Implementing Analytics Solutions Using Microsoft Fabric — Question 41
You are analyzing customer purchases in a Fabric notebook by using PySpark.
You have the following DataFrames:
transactions: Contains five columns named transaction_id, customer_id, product_id, amount, and date and has 10 million rows, with each row representing a transaction. customers: Contains customer details in 1,000 rows and three columns named customer_id, name, and country.
You need to join the DataFrames on the customer_id column. The solution must minimize data shuffling.
You write the following code.
from pyspark.sql import functions as F
results =
Which code should you run to populate the results DataFrame?
Answer options
- A. transactions.join(F.broadcast(customers), transactions.customer_id == customers.customer_id)
- B. transactions.join(customers, transactions.customer_id == customers.customer_id).distinct()
- C. transactions.join(customers, transactions.customer_id == customers.customer_id)

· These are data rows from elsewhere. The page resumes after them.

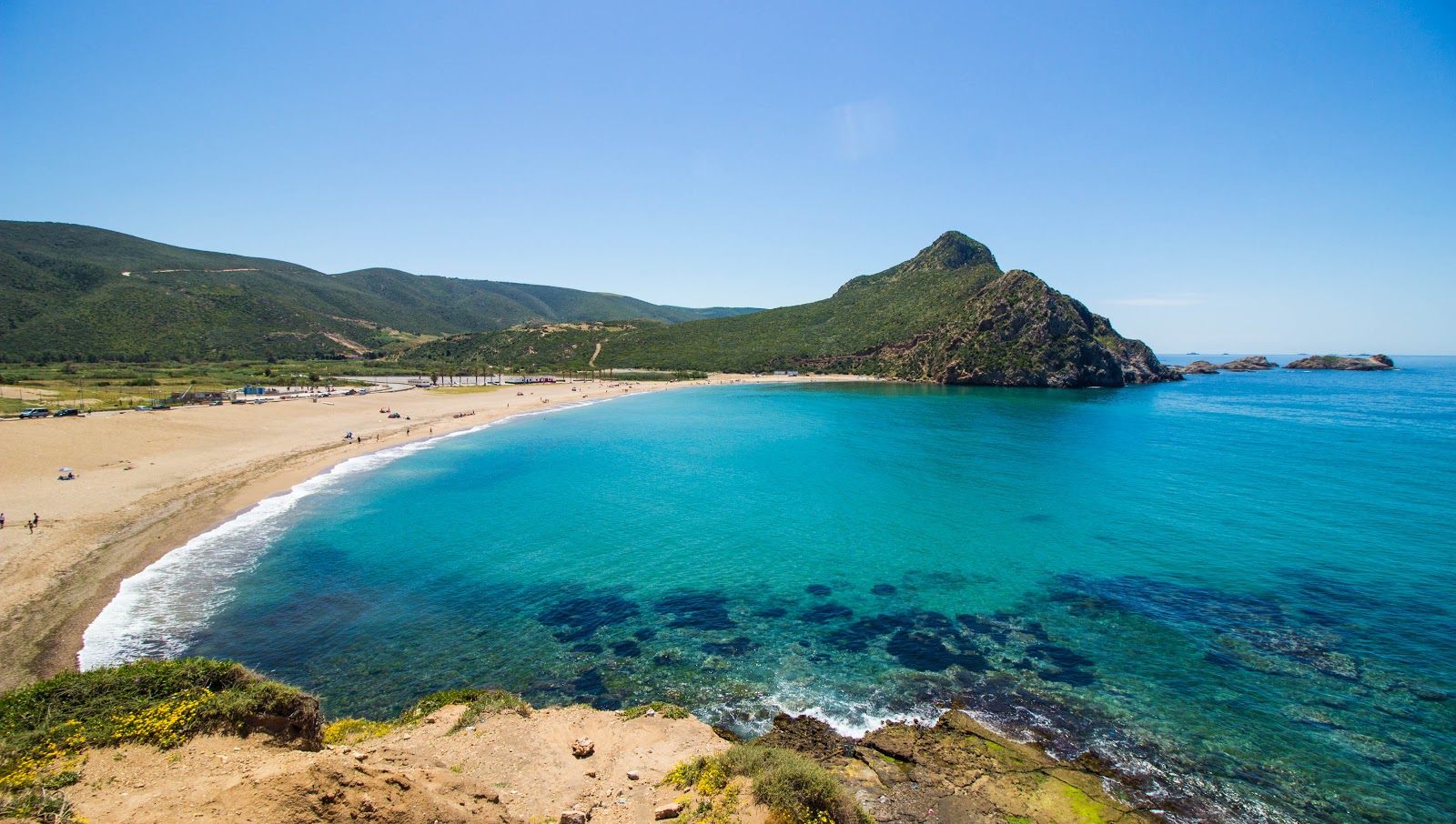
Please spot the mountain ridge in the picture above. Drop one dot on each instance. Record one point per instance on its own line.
(70, 291)
(946, 315)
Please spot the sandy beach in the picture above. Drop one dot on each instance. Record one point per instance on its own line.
(146, 482)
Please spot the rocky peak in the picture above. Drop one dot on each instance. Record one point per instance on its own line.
(950, 251)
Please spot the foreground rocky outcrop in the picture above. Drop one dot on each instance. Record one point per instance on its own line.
(1373, 363)
(507, 768)
(957, 770)
(521, 766)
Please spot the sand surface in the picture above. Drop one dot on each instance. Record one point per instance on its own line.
(150, 481)
(509, 768)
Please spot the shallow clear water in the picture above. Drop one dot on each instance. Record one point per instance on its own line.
(1238, 588)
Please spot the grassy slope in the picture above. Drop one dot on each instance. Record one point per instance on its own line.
(865, 313)
(62, 291)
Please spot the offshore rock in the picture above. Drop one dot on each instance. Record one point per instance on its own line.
(1198, 367)
(1256, 363)
(1373, 363)
(1016, 331)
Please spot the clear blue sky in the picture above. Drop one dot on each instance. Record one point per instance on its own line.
(1216, 176)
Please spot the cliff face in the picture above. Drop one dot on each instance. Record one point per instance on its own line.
(1018, 331)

- D. transactions.crossJoin(customers).where(transactions.customer_id == customers.customer_id)
Correct answer: A
Explanation
The correct answer is A because using F.broadcast(customers) allows the smaller customers DataFrame to be broadcasted to all nodes, minimizing data shuffling during the join operation. Options B and C do not use broadcasting, which could lead to increased shuffling, while D performs a cross join, resulting in a much larger intermediate DataFrame that is inefficient and unnecessary.